Tax Increase Not Bearable in W.Va.
“I don’t think there is any way in the world you can raise taxes on our people,” Jim Justice, then a candidate for governor of West Virginia, told a newspaper just days before the Nov. 8 election.
Justice won, of course. In just a few weeks he will become our governor. He and state legislators will have to tackle the daunting task of balancing the state budget.
Last week, Justice’s chief of staff, Nick Casey, said this to another newspaper: “I think revenue sources, including taxes, have to be on the table to at least be talked about.” Casey emphasized he was speaking for himself, not necessarily Justice.
But talk of increasing taxes, from both Democrats and Republicans, is being heard in Charleston, almost as if it is being viewed as the default position for balancing the budget.
It is certain West Virginia government is deep in a fiscal hole. Last week, Revenue Secretary Bob Kiss told lawmakers it is expected there will be a $400 million gap between revenue and projected expenditures for next fiscal year. Kiss called that a “structural hole” that will persist beyond next year.

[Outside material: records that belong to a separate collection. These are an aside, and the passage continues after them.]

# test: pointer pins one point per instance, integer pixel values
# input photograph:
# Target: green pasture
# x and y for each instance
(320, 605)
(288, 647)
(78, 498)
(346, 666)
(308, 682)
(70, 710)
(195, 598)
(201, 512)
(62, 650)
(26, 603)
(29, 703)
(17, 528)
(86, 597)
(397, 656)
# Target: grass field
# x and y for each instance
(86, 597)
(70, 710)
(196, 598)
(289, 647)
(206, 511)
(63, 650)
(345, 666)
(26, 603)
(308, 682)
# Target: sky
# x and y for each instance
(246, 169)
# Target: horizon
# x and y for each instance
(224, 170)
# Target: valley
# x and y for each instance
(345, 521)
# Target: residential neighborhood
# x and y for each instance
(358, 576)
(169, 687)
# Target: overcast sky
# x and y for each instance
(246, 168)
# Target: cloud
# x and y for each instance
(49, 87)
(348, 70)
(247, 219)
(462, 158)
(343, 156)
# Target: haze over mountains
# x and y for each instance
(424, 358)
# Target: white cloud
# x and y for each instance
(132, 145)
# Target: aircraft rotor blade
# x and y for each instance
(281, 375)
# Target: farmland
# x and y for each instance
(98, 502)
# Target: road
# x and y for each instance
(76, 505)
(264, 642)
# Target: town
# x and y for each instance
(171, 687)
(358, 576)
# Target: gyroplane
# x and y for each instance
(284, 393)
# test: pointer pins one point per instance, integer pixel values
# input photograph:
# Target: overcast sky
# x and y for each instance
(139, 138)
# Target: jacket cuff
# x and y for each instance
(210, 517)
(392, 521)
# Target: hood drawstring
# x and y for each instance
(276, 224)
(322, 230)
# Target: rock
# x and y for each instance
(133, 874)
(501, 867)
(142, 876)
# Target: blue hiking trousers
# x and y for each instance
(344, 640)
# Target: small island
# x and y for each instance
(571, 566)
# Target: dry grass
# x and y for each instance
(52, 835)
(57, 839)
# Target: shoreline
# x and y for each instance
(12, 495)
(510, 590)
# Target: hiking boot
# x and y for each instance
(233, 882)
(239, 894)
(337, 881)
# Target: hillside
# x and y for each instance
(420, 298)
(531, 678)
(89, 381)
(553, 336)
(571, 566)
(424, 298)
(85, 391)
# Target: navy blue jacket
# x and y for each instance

What that means is that the shortfall cannot be closed by across-the-board spending cuts, Kiss added.
Perhaps not. But that does not mean Justice and legislators should take the easy way out by enacting a huge tax increase as the sole, or even the primary, means of addressing the problem.
As Justice himself said this fall, “I believe there are significant dollars within our state government that can be swept and really help us.”
Increasing taxes by $400 million a year would dump a massive new burden on the backs of Mountain State residents and businesses, many of them already struggling to keep their heads above water. That amount works out to an average of about $220 a year for every man, woman and child in the state, of $880 for a family of four.
West Virginians simply cannot afford that.